Bad behaviour on SA's roads
2004-11-30 10:16
I've had to stop driving in the fast lane on the highway. I started to have genuine concerns that I was going to get myself killed.
The behaviour that was hurtling me towards an early, silk-trimmed coffin was my tendency to get drawn into the grimly aggressive dicing game that the other drivers play.
I'm not adopting a holier-than-thou, "it wuzzen me" stance on the matter - I've been right there with the worst of them; thin lipped, tense jawed, on the tail of the person in front of me, refusing to look left or right for fear of making eye contact with any people who might be expecting some basic human consideration from me.
I'm generally a fairly moderate person. I have a continental temper, but for the most part, I try to spend my days being courteous and generous to my fellow man.
This attitude of selfishness does not come naturally to me - so where did it spring from? Allow me to paint for you the few scenarios that exemplify life on the South African roads.

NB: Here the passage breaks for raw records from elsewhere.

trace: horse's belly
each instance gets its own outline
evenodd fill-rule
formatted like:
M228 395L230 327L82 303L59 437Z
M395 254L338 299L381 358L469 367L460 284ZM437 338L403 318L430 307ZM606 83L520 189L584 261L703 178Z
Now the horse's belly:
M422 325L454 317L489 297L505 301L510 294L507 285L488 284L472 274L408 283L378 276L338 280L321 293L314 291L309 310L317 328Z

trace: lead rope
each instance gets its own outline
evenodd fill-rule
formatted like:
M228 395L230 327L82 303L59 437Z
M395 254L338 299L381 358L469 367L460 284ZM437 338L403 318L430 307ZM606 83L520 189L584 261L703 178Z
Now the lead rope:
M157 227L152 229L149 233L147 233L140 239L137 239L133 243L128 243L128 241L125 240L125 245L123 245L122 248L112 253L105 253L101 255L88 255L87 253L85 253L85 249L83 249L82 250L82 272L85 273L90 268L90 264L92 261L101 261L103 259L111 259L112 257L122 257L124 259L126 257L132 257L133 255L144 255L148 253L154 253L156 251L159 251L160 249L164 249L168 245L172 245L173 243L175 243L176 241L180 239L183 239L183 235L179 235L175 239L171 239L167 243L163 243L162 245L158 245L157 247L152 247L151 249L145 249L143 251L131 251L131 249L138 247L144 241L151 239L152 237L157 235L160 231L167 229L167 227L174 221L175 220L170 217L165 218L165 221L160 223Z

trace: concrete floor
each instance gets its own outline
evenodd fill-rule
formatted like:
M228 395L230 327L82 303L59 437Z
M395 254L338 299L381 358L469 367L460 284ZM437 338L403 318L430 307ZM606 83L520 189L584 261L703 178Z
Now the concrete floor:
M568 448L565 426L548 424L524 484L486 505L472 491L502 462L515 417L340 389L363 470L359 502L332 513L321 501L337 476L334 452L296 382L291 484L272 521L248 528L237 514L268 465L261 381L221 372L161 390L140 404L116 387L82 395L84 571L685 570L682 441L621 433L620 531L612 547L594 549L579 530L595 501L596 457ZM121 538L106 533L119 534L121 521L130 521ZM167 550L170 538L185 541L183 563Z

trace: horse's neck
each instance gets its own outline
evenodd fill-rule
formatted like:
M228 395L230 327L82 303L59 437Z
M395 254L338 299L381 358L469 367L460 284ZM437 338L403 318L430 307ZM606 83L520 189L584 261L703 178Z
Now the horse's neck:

See if you recognise them.
Onramp mania
You're queuing in traffic, waiting to turn right onto a highway onramp. You've been there some time, it being rush hour. When you've finally made your way to the front, as you are about to execute your turn, a minibus taxi blunders across your path from the middle, going-straight lane.
You have to slam on brakes, because if you don't, you will drive into him. He doesn't have insurance, so your chances of coming out well from that accident are slim.
The cold hard shoulder
Once you're on the highway, you try to merge with traffic. Aside from the people who pretend not to see you so that they don't have to let you in, you're also beleaguered from behind by taxis flying along in the emergency lane, who don't see any reason to try and merge - especially since no one wants them to anyway.
The invisible minibus
Our Metro police are very visible. Their orange striped cars decorate our highways and create a very definite police presence. And this does have the very real benefit of slowing the traffic.
In rush hour. From 40 kilometres an hour down to 20.
People's guilty complexes, probably because they consistently do behave so horribly, encourages them to slam on brakes at the mere sight of a Metro car, even if they were well below the speed limit to start with.
On top of this, the minibus taxis, in fear of persecution, all execute rapid lane changes to the fast lane, from which the police car will be least able to pull them over. You can almost see their drivers wishing themselves invisible. The result is mayhem. The busy highway is congested for kilometres.
Living in the fast lane
There are a couple of behaviours that driving in the fast lane brings to the fore in even the most temperate of citizens.
There's the person who drives at 90, in the fast lane, with no one in front of her.
This turns you into the light-flashing, sit-on-her tail, aggressor.
When you finally accept that she believes that the fast lane is hers to do with what she will, you change back into the adjacent lane to overtake on her left (a no-no if you've read the signs) and what does she do? She speeds up.
She uses all the horsepower that her luxury car affords her to speed up for just long enough to ensure that you are stuck behind some truck or bus in the middle lane, and have to once again pull out behind her and stick to her chosen speed of 90.
He came from behind
The antagonism that you feel when faced with this woman's actions has nothing on what you feel when someone comes at you from behind.
You're driving at just over the speed limit in the fast lane, but this is obviously not good enough for the person behind you.
Instead of giving you a bit of space to move over, he sits on your tail, flashing his lights, swerving from side to side and only just avoiding slamming into you.
You put your indicator on to show your intention of getting out of his way, but he doesn't slow down, meaning that you have to maintain a speed too high to allow you to merge with the much slower lane on your left.
The lights, the lights
In congested traffic, only a couple of cars can get across the intersection in one change of a traffic light. The desperation not to be left behind sees drivers bolting into the intersection as the lights turn to orange, leaving them stranded there, since the traffic in front of them isn't moving forward.
This means that the perpendicular traffic can't move forward either, until the next orange light, and the frustration all round continues to propagate this ridiculous cycle.
If any of the above has struck you as typical behaviour, of which you have been either the executor or the victim (but probably both, in your time), then you are, as I am, a fine example of what causes the ludicrous and unacceptable death toll on our roads.
This isn't an international problem. In China the Zen-like meanderings of drivers on roads far more congested than our own bear testimony to a commitment to the greater good.
There is havoc on the roads in places like Egypt, where every driver hangs out of the window of their car swearing loudly and colourfully at the other drivers, and yet, somehow, in the midst of all of this, good nature prevails, and everyone gets to their destination unscathed.
So, I have decided to fight a battle of one against the scourge of aggression on South African roads. I don't drive in the fast lane - that's only for overtaking in exceptional circumstances.
I take a deep breath when taxis swerve in front of me and I wish them well on their way to their destination. I stop on orange to allow the waiting traffic to turn. I try to be aware of people to my left and right, and slow down to allow them to merge with a smile.
Now, if I can only suppress the urge to smack the daylights out of drivers who take advantage of my new Zen approach to driving without so much as a meagre smile, or raised hand of acknowledgement.
Serena de Souza thanks the stars she can't afford a BMW.